Las horas que dura el Duero

Ernesto Escapa, a los pies quizá del Duero
ENTRÁBAMOS entonces en Portugal cumpliendo el rito de mostrar los papeles en las garitas fronterizas, de cambiar nuestras pesetas por sus escudos, de afinar el oído a esa lengua silbante y cariñosa. Era el extranjero más cercano para las tribus del noroeste y aquel juego turístico nos permitía viajar en el tiempo y sostener el espejismo de pasar a un país como el nuestro pero retrocediendo veinte años.

Luego desaparecieron las fronteras, los guardias de la Raya fueron trasladados y el contrabando pasó al territorio de las leyendas. Los portugueses vivieron también años de aparente prosperidad. Sus infraestructuras mejoraron y las ciudades parecían abandonar aquella decadencia de las metrópolis venidas a menos; aquella tristeza que era «la lucidez de la melancolía» que menciona Enrique Rojas.

El final de esta historia ya lo conocemos: un país en quiebra económica, intervenido por una autoridad monetaria que no sabemos muy bien quién es, y un Estado que busca desesperadamente cuadrar sus cuentas mediante una mayor presión fiscal y un recorte de derechos laborales y de aquel bienestar tan europeo con el que soñábamos. Un panorama que iguala ahora a los dos países de una península que perdió en algún momento de la historia su oportunidad de ser la República Ibérica, capaz de mirar hacia tres continentes con la dignidad orgullosa de las especies que han sobrevivido a todas las catástrofes.

Pienso en todo esto a los pies del puente de Luis I, esa escultura de hierro que ilustra las fotos turísticas de uno de los lugares más hermosos del mundo, entendiendo la hermosura como ese estado mental en el que uno se siente especialmente cómodo con muy poca cosa.

Ha llegado uno a Oporto acompañado de Corazón de roble, que es un libro honrado y erudito, muy adecuado para conducirse en el encanto crepuscular del sol de invierno en la Ribeira, al pie de un Duero que ya se acaba.

Ernesto Escapa, buen conocer de la vida intelectual de nuestra comunidad, es el autor de este libro que recorre la línea de agua que fue frontera medieval y es hoy la cuenca que define geográficamente Castilla y León, con permiso del rebelde Sil berciano, al que no le da la gana de bajar hacia el sur y busca la complicidad del Miño para llegar al mismo mar.

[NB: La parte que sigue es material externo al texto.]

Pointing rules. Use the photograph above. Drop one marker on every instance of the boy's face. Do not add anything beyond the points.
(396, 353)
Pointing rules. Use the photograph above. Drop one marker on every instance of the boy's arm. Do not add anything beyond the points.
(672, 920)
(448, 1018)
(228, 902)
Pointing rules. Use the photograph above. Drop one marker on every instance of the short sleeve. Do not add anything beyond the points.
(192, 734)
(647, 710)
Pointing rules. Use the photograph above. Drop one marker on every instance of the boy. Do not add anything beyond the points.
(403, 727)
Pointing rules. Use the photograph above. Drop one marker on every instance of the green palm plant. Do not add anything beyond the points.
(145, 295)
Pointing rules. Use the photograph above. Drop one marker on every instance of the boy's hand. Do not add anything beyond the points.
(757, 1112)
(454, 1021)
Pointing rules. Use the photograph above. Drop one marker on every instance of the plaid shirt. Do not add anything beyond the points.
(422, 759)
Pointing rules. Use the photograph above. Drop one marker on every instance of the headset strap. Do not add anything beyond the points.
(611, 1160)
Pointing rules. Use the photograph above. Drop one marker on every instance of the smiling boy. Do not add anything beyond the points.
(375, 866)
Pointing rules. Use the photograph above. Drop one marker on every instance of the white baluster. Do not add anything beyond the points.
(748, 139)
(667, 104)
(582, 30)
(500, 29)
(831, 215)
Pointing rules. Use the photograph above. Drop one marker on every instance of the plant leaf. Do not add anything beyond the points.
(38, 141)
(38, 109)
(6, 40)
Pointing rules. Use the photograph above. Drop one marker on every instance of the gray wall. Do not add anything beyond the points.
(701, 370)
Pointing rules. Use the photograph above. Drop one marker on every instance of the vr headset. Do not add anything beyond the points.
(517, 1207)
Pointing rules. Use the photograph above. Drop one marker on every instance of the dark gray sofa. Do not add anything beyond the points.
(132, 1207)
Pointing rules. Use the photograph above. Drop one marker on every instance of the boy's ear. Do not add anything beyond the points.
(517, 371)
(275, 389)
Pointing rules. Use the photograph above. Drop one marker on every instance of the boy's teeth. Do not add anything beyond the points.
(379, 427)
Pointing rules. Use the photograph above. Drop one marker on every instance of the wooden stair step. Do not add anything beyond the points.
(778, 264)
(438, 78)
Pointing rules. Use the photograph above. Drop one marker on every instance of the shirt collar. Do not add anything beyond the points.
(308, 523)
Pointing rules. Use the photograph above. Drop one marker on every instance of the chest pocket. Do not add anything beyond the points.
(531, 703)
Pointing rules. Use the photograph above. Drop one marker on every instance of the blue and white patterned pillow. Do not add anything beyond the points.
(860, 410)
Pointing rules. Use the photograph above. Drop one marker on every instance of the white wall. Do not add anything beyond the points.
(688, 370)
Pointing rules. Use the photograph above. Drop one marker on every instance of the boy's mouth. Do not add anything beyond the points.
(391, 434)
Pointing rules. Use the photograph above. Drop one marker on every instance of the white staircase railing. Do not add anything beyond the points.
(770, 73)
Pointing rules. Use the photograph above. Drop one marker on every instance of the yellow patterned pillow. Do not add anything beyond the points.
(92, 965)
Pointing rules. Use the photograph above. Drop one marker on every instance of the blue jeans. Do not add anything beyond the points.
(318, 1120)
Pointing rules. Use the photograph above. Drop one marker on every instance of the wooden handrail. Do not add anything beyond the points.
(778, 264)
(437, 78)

Escapa traza un itinerario cultural apasionante, en el que busca la compañía de escritores que han hecho de este territorio su patria, empezando por los del 98, a los que conviene regresar para encontrar dónde agarrarse. Y abre su relato con un poema en el que Gerardo Diego se pregunta cuántas horas dura el Duero hasta caer en el abismo oceánico.

Y aquí está uno, contando horas en este arruinado solar de clérigos, burgueses y artesanos al que tanto nos parecemos.